Lots of good points here, Now I just have to decide which venue to use. I don't mind spending time on selling them, I'm retired so that's not really an issue, it's been many years since I've sold on eBay and sometimes it sounds like it's more trouble than it's worth these days. Guess my best bet is to just try selling a couple of them and see how it goes.
Thanks again
Bob


----------



## tgallaway (Jun 17, 2013)

the Value of cars Varies. I agree that E-bay will let you know the current value.
but it's a crazy place, one week a car will sell for 130.00, the next week same car will bring 300.00. it all depends on who is watching and who has the money at the time. all you need on E-bay is 2 people that want the car.
the better the pictures the better off you are. they give you 12 of them.

you reach thousands of people on e-bay and the bidders set the price, at the show you only reach a few hundred and you set the price. list them and let em run. some will bring more and some less. it all evens out.

over paying is just an opion just like value is. it's whatever the car is worth to that person at that time.
good luck on your auctions.

Tom


----------



## alpink (Aug 22, 2010)

here is an example of false value .....

http://www.ebay.com/itm/BOX-100-NOS-Aurora-T-jet-chassis-/351017132474?autorefresh=true

a couple morons!!!
even if one or both are HT members!


----------



## Joe65SkylarkGS (Feb 15, 2010)

alpink said:


> here is an example of false value .....
> 
> http://www.ebay.com/itm/BOX-100-NOS-Aurora-T-jet-chassis-/351017132474?autorefresh=true
> 
> ...



Holy bajebbers!!!!!

I'd sell a box for that kind of money too!!!!


----------



## slotcarman12078 (Oct 3, 2008)

Someone got their income tax refund and spent it all on chassis.
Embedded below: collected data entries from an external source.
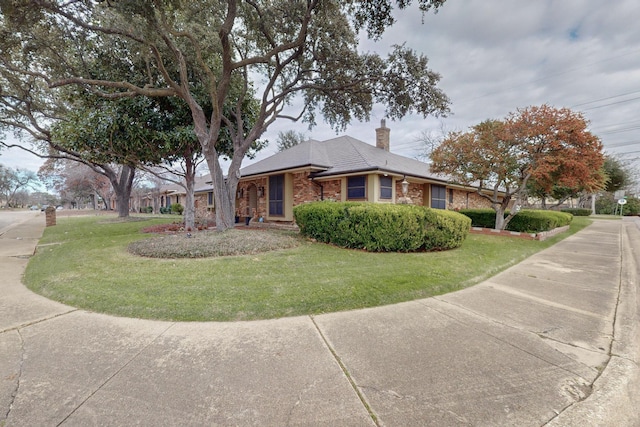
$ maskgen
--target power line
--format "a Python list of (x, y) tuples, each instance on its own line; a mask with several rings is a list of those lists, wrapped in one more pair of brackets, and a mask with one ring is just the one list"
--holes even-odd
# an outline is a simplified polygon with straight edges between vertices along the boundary
[(640, 141), (615, 142), (613, 144), (604, 144), (604, 148), (623, 147), (625, 145), (640, 144)]
[(608, 131), (604, 131), (604, 132), (597, 132), (598, 135), (611, 135), (613, 133), (623, 133), (623, 132), (630, 132), (632, 130), (638, 130), (640, 129), (640, 126), (631, 126), (628, 128), (621, 128), (621, 129), (613, 129), (613, 130), (608, 130)]
[(637, 96), (635, 98), (625, 99), (623, 101), (611, 102), (609, 104), (596, 105), (595, 107), (583, 108), (582, 111), (595, 110), (596, 108), (608, 107), (610, 105), (624, 104), (625, 102), (635, 101), (636, 99), (640, 99), (640, 96)]
[(622, 93), (620, 95), (608, 96), (606, 98), (600, 98), (600, 99), (596, 99), (596, 100), (593, 100), (593, 101), (582, 102), (580, 104), (572, 105), (569, 108), (576, 108), (576, 107), (580, 107), (581, 105), (587, 105), (587, 104), (593, 104), (593, 103), (600, 102), (600, 101), (606, 101), (607, 99), (620, 98), (621, 96), (633, 95), (634, 93), (640, 93), (640, 90), (634, 90), (633, 92)]

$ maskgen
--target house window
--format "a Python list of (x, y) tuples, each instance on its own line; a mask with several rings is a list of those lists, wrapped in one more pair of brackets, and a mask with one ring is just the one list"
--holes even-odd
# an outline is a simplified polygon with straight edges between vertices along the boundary
[(449, 189), (449, 203), (453, 204), (453, 188)]
[(447, 188), (444, 185), (431, 184), (431, 207), (447, 209)]
[(284, 215), (284, 175), (269, 177), (269, 215)]
[(380, 177), (380, 198), (391, 199), (393, 197), (393, 179), (390, 176)]
[(207, 193), (207, 205), (213, 206), (213, 191)]
[(347, 178), (347, 199), (365, 199), (367, 197), (367, 177), (350, 176)]

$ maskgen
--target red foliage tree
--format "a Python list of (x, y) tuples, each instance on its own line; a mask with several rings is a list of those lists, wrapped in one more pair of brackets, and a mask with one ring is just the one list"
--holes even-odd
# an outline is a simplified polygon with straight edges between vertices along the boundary
[(554, 187), (595, 191), (604, 154), (600, 140), (580, 113), (548, 105), (511, 113), (504, 121), (488, 120), (468, 132), (447, 136), (432, 155), (432, 170), (478, 188), (496, 211), (497, 229), (506, 228), (527, 186), (550, 194)]

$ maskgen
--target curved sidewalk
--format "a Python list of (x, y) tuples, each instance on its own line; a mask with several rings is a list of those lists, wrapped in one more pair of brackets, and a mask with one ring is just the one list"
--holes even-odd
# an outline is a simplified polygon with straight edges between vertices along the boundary
[(639, 425), (640, 227), (594, 221), (485, 282), (234, 323), (33, 294), (38, 215), (0, 236), (0, 425)]

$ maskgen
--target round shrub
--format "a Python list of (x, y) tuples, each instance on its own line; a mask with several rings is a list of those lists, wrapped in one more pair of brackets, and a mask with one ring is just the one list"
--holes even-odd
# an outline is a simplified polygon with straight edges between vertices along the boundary
[(171, 205), (171, 213), (172, 214), (182, 215), (182, 212), (184, 212), (184, 206), (182, 206), (180, 203), (173, 203)]
[(294, 208), (301, 234), (371, 252), (444, 250), (460, 246), (471, 221), (422, 206), (312, 202)]

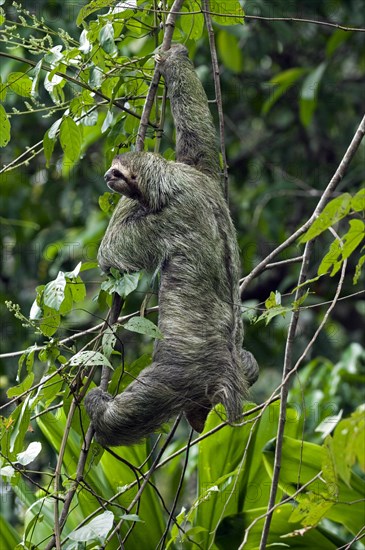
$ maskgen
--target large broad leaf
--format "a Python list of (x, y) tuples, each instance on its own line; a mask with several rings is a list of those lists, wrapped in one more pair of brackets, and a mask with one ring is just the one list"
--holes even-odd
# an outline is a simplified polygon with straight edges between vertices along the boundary
[[(264, 463), (272, 476), (276, 440), (264, 449)], [(332, 519), (356, 534), (363, 526), (365, 482), (351, 473), (349, 485), (337, 476), (329, 476), (329, 450), (324, 446), (284, 437), (279, 485), (284, 494), (293, 495), (305, 486), (295, 498), (299, 517), (304, 525), (316, 525), (322, 517)], [(333, 475), (336, 481), (333, 482)]]
[(212, 18), (219, 25), (242, 25), (244, 11), (238, 0), (225, 0), (213, 2), (210, 6)]
[[(245, 412), (252, 407), (246, 405)], [(225, 516), (267, 503), (270, 478), (262, 462), (262, 449), (276, 435), (278, 414), (279, 403), (272, 403), (262, 416), (257, 411), (246, 417), (244, 425), (226, 426), (199, 443), (200, 496), (194, 504), (194, 526), (205, 529), (196, 539), (199, 543), (204, 541), (203, 546), (212, 541)], [(204, 432), (220, 424), (224, 417), (224, 408), (217, 407), (208, 416)], [(289, 409), (287, 433), (296, 435), (298, 426), (298, 414)]]
[(190, 0), (188, 6), (183, 7), (182, 11), (184, 12), (180, 22), (182, 30), (190, 40), (198, 40), (203, 34), (204, 15), (202, 13), (193, 13), (189, 15), (189, 12), (200, 12), (199, 2)]
[(19, 533), (1, 515), (0, 533), (2, 550), (14, 550), (14, 548), (16, 548), (20, 543)]

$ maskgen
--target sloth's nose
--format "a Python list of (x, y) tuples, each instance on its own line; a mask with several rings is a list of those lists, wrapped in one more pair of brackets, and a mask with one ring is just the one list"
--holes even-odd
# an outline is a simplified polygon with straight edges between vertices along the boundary
[(104, 174), (104, 179), (106, 182), (108, 182), (109, 180), (111, 180), (113, 177), (113, 172), (112, 170), (108, 170), (107, 172), (105, 172)]

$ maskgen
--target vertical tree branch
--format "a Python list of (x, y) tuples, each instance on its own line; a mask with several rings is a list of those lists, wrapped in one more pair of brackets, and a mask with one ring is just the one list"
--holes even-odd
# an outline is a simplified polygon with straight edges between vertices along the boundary
[[(323, 211), (325, 205), (327, 204), (330, 194), (332, 191), (336, 188), (338, 183), (341, 181), (343, 176), (345, 175), (346, 169), (349, 166), (355, 152), (357, 151), (361, 140), (365, 134), (365, 117), (363, 117), (362, 121), (360, 122), (360, 125), (344, 155), (342, 158), (334, 176), (332, 177), (331, 181), (329, 182), (327, 188), (325, 189), (313, 215), (310, 218), (310, 222), (312, 223), (315, 219), (318, 218), (320, 213)], [(309, 225), (311, 225), (311, 223)], [(308, 222), (307, 222), (308, 224)], [(304, 224), (306, 225), (306, 224)], [(304, 227), (304, 226), (302, 226)], [(299, 230), (298, 230), (299, 231)], [(311, 256), (311, 252), (313, 249), (314, 241), (309, 241), (306, 243), (304, 254), (303, 254), (303, 262), (302, 262), (302, 268), (298, 279), (298, 288), (295, 294), (295, 301), (297, 302), (303, 293), (305, 292), (305, 289), (302, 285), (302, 283), (306, 280), (307, 273), (308, 273), (308, 265), (309, 260)], [(346, 266), (344, 266), (344, 269)], [(344, 276), (344, 271), (343, 271)], [(336, 297), (337, 300), (337, 297)], [(281, 392), (280, 392), (280, 414), (279, 414), (279, 424), (278, 424), (278, 431), (277, 431), (277, 437), (276, 437), (276, 446), (275, 446), (275, 460), (274, 460), (274, 470), (273, 470), (273, 478), (271, 483), (271, 490), (270, 490), (270, 498), (269, 503), (267, 507), (267, 516), (265, 519), (265, 525), (263, 528), (261, 541), (260, 541), (260, 550), (264, 550), (266, 548), (267, 539), (269, 536), (270, 531), (270, 525), (272, 520), (272, 514), (275, 506), (275, 499), (276, 499), (276, 493), (277, 488), (279, 484), (279, 475), (280, 475), (280, 469), (281, 469), (281, 454), (282, 454), (282, 446), (283, 446), (283, 438), (284, 438), (284, 428), (285, 428), (285, 418), (286, 418), (286, 406), (287, 406), (287, 399), (288, 399), (288, 391), (289, 391), (289, 383), (290, 383), (290, 377), (294, 370), (296, 370), (299, 366), (299, 362), (295, 364), (295, 367), (293, 368), (293, 345), (295, 340), (295, 333), (296, 328), (298, 325), (299, 320), (299, 308), (293, 311), (289, 331), (288, 331), (288, 337), (286, 341), (286, 347), (285, 347), (285, 357), (284, 357), (284, 367), (283, 367), (283, 375), (282, 375), (282, 386), (281, 386)], [(317, 333), (316, 333), (317, 334)], [(303, 355), (300, 359), (303, 358)]]
[(225, 138), (224, 138), (224, 114), (223, 114), (223, 105), (222, 105), (221, 83), (219, 78), (219, 63), (218, 63), (217, 50), (215, 47), (214, 30), (212, 25), (212, 18), (210, 15), (209, 0), (203, 0), (202, 6), (204, 10), (205, 24), (208, 31), (210, 56), (212, 59), (212, 67), (213, 67), (215, 100), (217, 103), (218, 119), (219, 119), (219, 140), (220, 140), (222, 160), (223, 160), (224, 194), (226, 199), (228, 199), (228, 166), (227, 166), (227, 155), (226, 155), (226, 146), (225, 146)]
[[(305, 287), (301, 285), (303, 285), (303, 283), (307, 279), (309, 260), (313, 249), (313, 243), (314, 241), (309, 241), (305, 246), (302, 267), (301, 267), (301, 271), (298, 279), (298, 288), (295, 293), (296, 302), (300, 300), (300, 298), (305, 293)], [(277, 493), (278, 484), (279, 484), (279, 475), (280, 475), (280, 469), (281, 469), (281, 452), (282, 452), (282, 446), (283, 446), (284, 428), (285, 428), (285, 420), (286, 420), (286, 406), (287, 406), (288, 392), (289, 392), (289, 380), (287, 380), (287, 376), (289, 372), (292, 370), (293, 346), (294, 346), (295, 334), (296, 334), (298, 321), (299, 321), (299, 311), (300, 311), (299, 308), (297, 308), (292, 313), (292, 317), (289, 325), (288, 337), (287, 337), (286, 346), (285, 346), (282, 386), (280, 391), (280, 413), (279, 413), (278, 431), (277, 431), (276, 445), (275, 445), (274, 471), (273, 471), (273, 478), (271, 482), (270, 498), (267, 506), (268, 514), (265, 519), (265, 525), (261, 536), (260, 550), (264, 550), (266, 548), (267, 538), (269, 536), (269, 530), (270, 530), (271, 519), (273, 514), (273, 508), (275, 505), (276, 493)]]
[[(178, 15), (177, 12), (180, 11), (183, 3), (184, 3), (184, 0), (175, 0), (171, 6), (170, 13), (166, 18), (165, 33), (164, 33), (164, 37), (161, 45), (162, 50), (168, 50), (171, 46), (172, 35), (174, 33), (174, 28), (175, 28), (175, 21)], [(143, 151), (144, 149), (144, 140), (146, 137), (148, 122), (149, 122), (151, 110), (153, 107), (153, 101), (156, 95), (159, 81), (160, 81), (160, 71), (158, 70), (158, 66), (156, 66), (155, 72), (153, 73), (150, 87), (148, 89), (147, 98), (143, 106), (141, 122), (137, 133), (136, 151), (139, 151), (139, 152)]]

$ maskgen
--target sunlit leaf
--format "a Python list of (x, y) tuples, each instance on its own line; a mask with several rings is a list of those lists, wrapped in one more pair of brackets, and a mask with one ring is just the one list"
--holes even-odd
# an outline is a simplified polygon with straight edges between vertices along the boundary
[(312, 223), (299, 242), (305, 243), (317, 237), (323, 231), (342, 220), (350, 211), (352, 197), (349, 193), (343, 193), (339, 197), (332, 199), (323, 209), (323, 212)]
[(26, 466), (37, 458), (41, 450), (42, 444), (39, 441), (32, 441), (32, 443), (28, 445), (25, 451), (17, 454), (16, 460), (23, 466)]

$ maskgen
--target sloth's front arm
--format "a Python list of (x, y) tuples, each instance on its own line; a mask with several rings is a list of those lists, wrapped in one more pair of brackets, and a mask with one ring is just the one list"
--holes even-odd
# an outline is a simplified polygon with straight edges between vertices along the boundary
[[(119, 204), (124, 202), (120, 201)], [(106, 273), (111, 267), (120, 272), (155, 270), (169, 256), (171, 223), (168, 212), (135, 210), (125, 217), (123, 205), (116, 209), (101, 242), (98, 261)]]

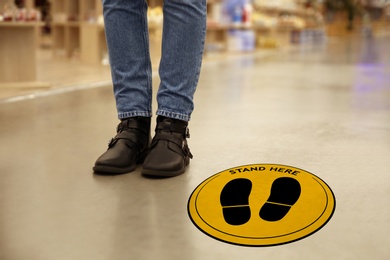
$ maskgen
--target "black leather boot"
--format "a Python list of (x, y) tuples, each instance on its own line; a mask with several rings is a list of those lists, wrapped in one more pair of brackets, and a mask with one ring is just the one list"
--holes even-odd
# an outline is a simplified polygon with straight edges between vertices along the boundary
[(97, 159), (94, 172), (115, 175), (134, 171), (137, 164), (142, 163), (146, 157), (149, 140), (150, 117), (122, 120), (107, 151)]
[(142, 174), (173, 177), (184, 173), (192, 159), (188, 148), (188, 122), (158, 116), (156, 134), (144, 161)]

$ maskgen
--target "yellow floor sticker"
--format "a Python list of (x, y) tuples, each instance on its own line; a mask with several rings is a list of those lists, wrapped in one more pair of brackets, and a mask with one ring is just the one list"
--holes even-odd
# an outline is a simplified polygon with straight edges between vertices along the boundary
[(188, 201), (207, 235), (244, 246), (274, 246), (307, 237), (332, 217), (329, 186), (305, 170), (279, 164), (227, 169), (202, 182)]

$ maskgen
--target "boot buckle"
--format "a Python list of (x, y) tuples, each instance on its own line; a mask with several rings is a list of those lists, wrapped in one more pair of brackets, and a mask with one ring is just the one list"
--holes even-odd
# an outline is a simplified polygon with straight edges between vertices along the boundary
[(191, 159), (193, 158), (193, 155), (190, 151), (190, 148), (188, 147), (186, 141), (183, 140), (183, 143), (182, 143), (182, 150), (183, 150), (183, 153), (185, 156), (188, 156), (190, 157)]

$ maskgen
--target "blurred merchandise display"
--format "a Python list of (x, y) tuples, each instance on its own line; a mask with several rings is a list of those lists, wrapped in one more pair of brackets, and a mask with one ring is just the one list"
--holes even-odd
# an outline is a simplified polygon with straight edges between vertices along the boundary
[[(163, 3), (148, 0), (149, 33), (156, 42)], [(108, 64), (101, 0), (0, 0), (4, 26), (35, 21), (43, 21), (38, 40), (52, 48), (54, 58)], [(207, 0), (206, 55), (378, 34), (390, 34), (390, 0)]]
[(319, 0), (210, 0), (208, 5), (206, 51), (253, 51), (326, 39)]
[(41, 12), (35, 8), (19, 8), (12, 1), (0, 6), (0, 22), (37, 22)]
[(230, 30), (228, 35), (228, 51), (248, 52), (255, 50), (256, 35), (253, 30)]
[(389, 0), (326, 0), (324, 16), (329, 36), (390, 33)]
[[(222, 8), (218, 7), (217, 10), (222, 15), (216, 15), (214, 12), (210, 15), (209, 20), (214, 24), (224, 21), (224, 24), (231, 26), (255, 25), (269, 28), (278, 26), (305, 28), (307, 24), (323, 26), (319, 4), (308, 5), (297, 0), (224, 0), (221, 3)], [(215, 19), (215, 17), (225, 17), (225, 19)]]

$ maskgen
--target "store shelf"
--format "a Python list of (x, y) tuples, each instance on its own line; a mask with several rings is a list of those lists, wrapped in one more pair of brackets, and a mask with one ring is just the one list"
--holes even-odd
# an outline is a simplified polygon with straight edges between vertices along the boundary
[[(289, 34), (291, 31), (303, 29), (288, 23), (282, 23), (276, 26), (266, 26), (262, 24), (219, 24), (210, 19), (213, 13), (221, 12), (221, 0), (209, 0), (208, 7), (208, 43), (223, 45), (222, 49), (227, 50), (228, 32), (231, 30), (253, 30), (256, 39), (270, 34)], [(149, 0), (150, 8), (162, 7), (163, 0)], [(53, 47), (55, 56), (65, 56), (66, 58), (79, 57), (80, 60), (88, 64), (101, 63), (106, 56), (107, 47), (104, 38), (104, 26), (97, 23), (101, 20), (103, 13), (101, 0), (57, 0), (53, 1), (52, 15), (54, 17), (53, 28)], [(255, 11), (262, 12), (273, 17), (282, 15), (297, 16), (307, 21), (310, 28), (321, 28), (322, 24), (313, 22), (319, 13), (314, 10), (303, 8), (275, 8), (266, 6), (257, 6)], [(154, 33), (161, 30), (161, 24), (149, 24), (149, 31)], [(285, 39), (286, 36), (279, 37)], [(285, 40), (283, 40), (286, 42)], [(75, 53), (77, 55), (75, 55)], [(58, 55), (59, 54), (59, 55)]]
[(100, 0), (57, 0), (52, 3), (53, 52), (55, 57), (78, 58), (99, 64), (106, 49)]

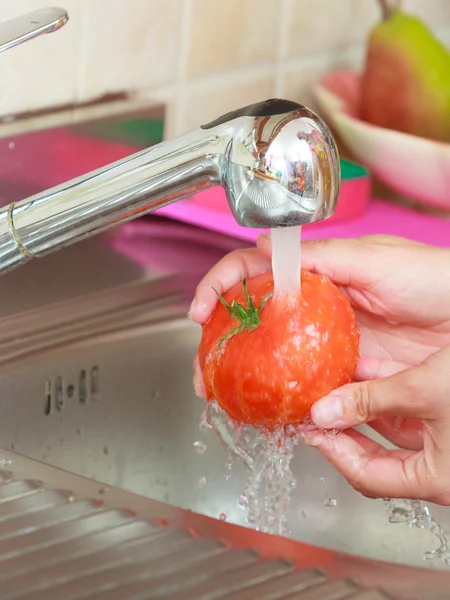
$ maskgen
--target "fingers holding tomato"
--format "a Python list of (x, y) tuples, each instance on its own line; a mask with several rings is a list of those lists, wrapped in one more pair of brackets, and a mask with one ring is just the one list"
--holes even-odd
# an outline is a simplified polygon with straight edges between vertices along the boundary
[[(217, 305), (217, 293), (224, 294), (243, 279), (270, 271), (271, 260), (257, 248), (235, 250), (220, 260), (197, 286), (189, 318), (203, 325)], [(216, 290), (216, 291), (215, 291)]]

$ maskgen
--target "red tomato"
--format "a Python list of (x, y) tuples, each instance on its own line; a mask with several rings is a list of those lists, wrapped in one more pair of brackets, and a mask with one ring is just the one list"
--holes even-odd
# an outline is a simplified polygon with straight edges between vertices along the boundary
[(327, 277), (301, 277), (299, 294), (278, 296), (271, 273), (244, 281), (219, 296), (203, 325), (207, 399), (237, 421), (301, 424), (314, 402), (353, 380), (359, 330), (350, 303)]

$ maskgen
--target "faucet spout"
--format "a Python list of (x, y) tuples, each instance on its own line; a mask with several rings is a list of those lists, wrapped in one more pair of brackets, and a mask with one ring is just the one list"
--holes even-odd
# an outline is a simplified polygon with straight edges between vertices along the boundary
[(0, 23), (0, 52), (23, 44), (43, 33), (61, 29), (69, 15), (63, 8), (41, 8)]
[(0, 211), (0, 272), (212, 186), (244, 227), (330, 217), (336, 143), (312, 111), (267, 100)]

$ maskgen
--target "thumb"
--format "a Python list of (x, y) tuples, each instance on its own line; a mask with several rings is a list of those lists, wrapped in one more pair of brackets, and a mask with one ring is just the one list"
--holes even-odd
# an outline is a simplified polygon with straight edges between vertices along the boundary
[(450, 394), (449, 367), (445, 348), (418, 367), (345, 385), (314, 404), (311, 419), (319, 429), (346, 429), (388, 416), (437, 419)]

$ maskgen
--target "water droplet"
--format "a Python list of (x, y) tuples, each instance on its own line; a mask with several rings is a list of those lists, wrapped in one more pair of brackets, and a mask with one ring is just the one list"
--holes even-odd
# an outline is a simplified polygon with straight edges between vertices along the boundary
[(231, 469), (232, 468), (233, 468), (233, 455), (230, 454), (228, 456), (228, 460), (227, 460), (226, 465), (225, 465), (225, 471), (226, 471), (226, 473), (225, 473), (225, 479), (227, 481), (229, 481), (231, 479)]
[(109, 491), (109, 488), (107, 488), (107, 487), (102, 487), (102, 488), (100, 488), (100, 489), (98, 490), (98, 493), (103, 495), (103, 494), (107, 494), (107, 493), (108, 493), (108, 491)]
[(104, 446), (103, 447), (103, 454), (106, 454), (106, 455), (109, 454), (109, 448), (108, 448), (108, 446)]
[(193, 446), (194, 446), (194, 450), (197, 452), (197, 454), (204, 454), (206, 451), (205, 442), (196, 441), (196, 442), (194, 442)]
[(340, 429), (323, 429), (322, 433), (323, 435), (328, 438), (328, 439), (334, 439), (338, 433), (340, 433), (341, 430)]
[(197, 489), (204, 488), (206, 485), (206, 477), (199, 477), (197, 481)]
[(220, 515), (219, 515), (219, 519), (220, 519), (221, 521), (226, 521), (226, 520), (227, 520), (227, 515), (226, 515), (226, 513), (224, 513), (224, 512), (220, 513)]
[(12, 465), (12, 460), (9, 458), (0, 458), (0, 469), (7, 469)]
[(14, 150), (14, 148), (15, 148), (15, 147), (16, 147), (16, 143), (15, 143), (15, 142), (9, 142), (9, 144), (8, 144), (8, 148), (9, 148), (10, 150)]
[(337, 506), (337, 500), (336, 498), (327, 498), (324, 500), (323, 505), (327, 508), (333, 508), (334, 506)]
[(319, 481), (320, 481), (320, 483), (325, 483), (325, 477), (321, 477), (321, 478), (319, 479)]
[(304, 519), (308, 518), (308, 511), (307, 510), (302, 510), (301, 515)]
[(208, 423), (208, 419), (206, 417), (206, 410), (203, 411), (200, 417), (200, 423), (198, 424), (198, 428), (201, 432), (210, 431), (212, 429), (211, 425)]
[(245, 510), (248, 507), (247, 494), (241, 494), (237, 499), (236, 506), (239, 510)]
[(77, 435), (83, 435), (83, 430), (81, 429), (81, 427), (78, 427)]

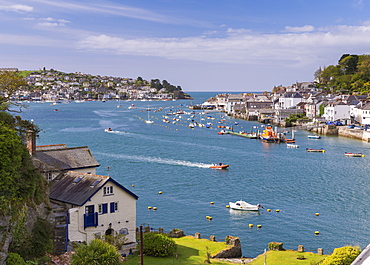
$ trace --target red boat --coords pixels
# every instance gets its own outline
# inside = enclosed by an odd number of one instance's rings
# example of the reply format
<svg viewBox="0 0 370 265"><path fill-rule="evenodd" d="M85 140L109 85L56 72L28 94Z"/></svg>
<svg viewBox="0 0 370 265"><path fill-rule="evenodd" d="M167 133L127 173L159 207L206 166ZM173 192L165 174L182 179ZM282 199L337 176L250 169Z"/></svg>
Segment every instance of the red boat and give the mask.
<svg viewBox="0 0 370 265"><path fill-rule="evenodd" d="M229 167L229 165L219 163L219 164L213 164L213 165L212 165L212 166L210 166L209 168L215 168L215 169L227 169L228 167Z"/></svg>

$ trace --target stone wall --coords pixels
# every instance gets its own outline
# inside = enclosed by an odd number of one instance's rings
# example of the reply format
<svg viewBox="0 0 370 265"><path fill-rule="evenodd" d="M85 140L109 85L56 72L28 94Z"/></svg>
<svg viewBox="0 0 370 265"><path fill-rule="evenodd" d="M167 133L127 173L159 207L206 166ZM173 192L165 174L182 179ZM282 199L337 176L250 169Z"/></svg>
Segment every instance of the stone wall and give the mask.
<svg viewBox="0 0 370 265"><path fill-rule="evenodd" d="M212 256L212 258L240 258L242 256L242 245L240 243L239 237L227 236L226 244L232 245L232 247L229 249L221 250L219 253Z"/></svg>

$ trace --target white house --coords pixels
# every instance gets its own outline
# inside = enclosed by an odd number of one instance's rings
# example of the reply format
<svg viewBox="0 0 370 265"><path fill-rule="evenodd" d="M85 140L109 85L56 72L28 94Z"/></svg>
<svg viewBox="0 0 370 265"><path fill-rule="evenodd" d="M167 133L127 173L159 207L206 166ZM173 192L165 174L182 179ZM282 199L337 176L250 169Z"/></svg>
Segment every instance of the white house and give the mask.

By today's prices, he probably paid way too much, but where he time traveled from (2032) it was a bargain!


----------



## Joe65SkylarkGS (Feb 15, 2010)

Hmm, they came right from Staten Island. I kinda reckognize the ID but cant quite place the name.


----------



## super8man (Jan 29, 2013)

Yeah, I was watching that...so, what, about $27 per chassis?...kinda high...$20 seems like a more normal "end user" market price. IMO, I don't see anyone buying a NOS for $30. They go for $20 currently with as many as you want to buy. Hopefully he plans to use them all!


----------



## alpink (Aug 22, 2010)

super8man said:


> Yeah, I was watching that...so, what, about $27 per chassis?...kinda high...$20 seems like a more normal "end user" market price. IMO, I don't see anyone buying a NOS for $30. They go for $20 currently with as many as you want to buy. Hopefully he plans to use them all!


$2899.00 divided by 100 is at LEAST $28 (closer to $29) per chassis.
a year ago the average was $10.00 per chassis.
in the mid 80's through the mid 90's a case could be had for about $60.00.
so if each chassis was about $10.00 last year and a few months ago, $15.00 and now $20.00 (with this latest auction setting a BULK price close to $30.00) how much will a single chassis cost next year?
so what!


----------



## Hotrodzz3 (Apr 5, 2011)

Wow, I've got about 50 new wild ones chassis maybe I ought to sell those first, but with my luck I'm not gonna get anywhere near 28 bucks apiece.
Bob


----------



## super8man (Jan 29, 2013)

At some point people will find a suitable substitute once prices rise to levels that make them go "hmmm, perhaps instead of this, I will try that." Like a whole different hobby perhaps...


----------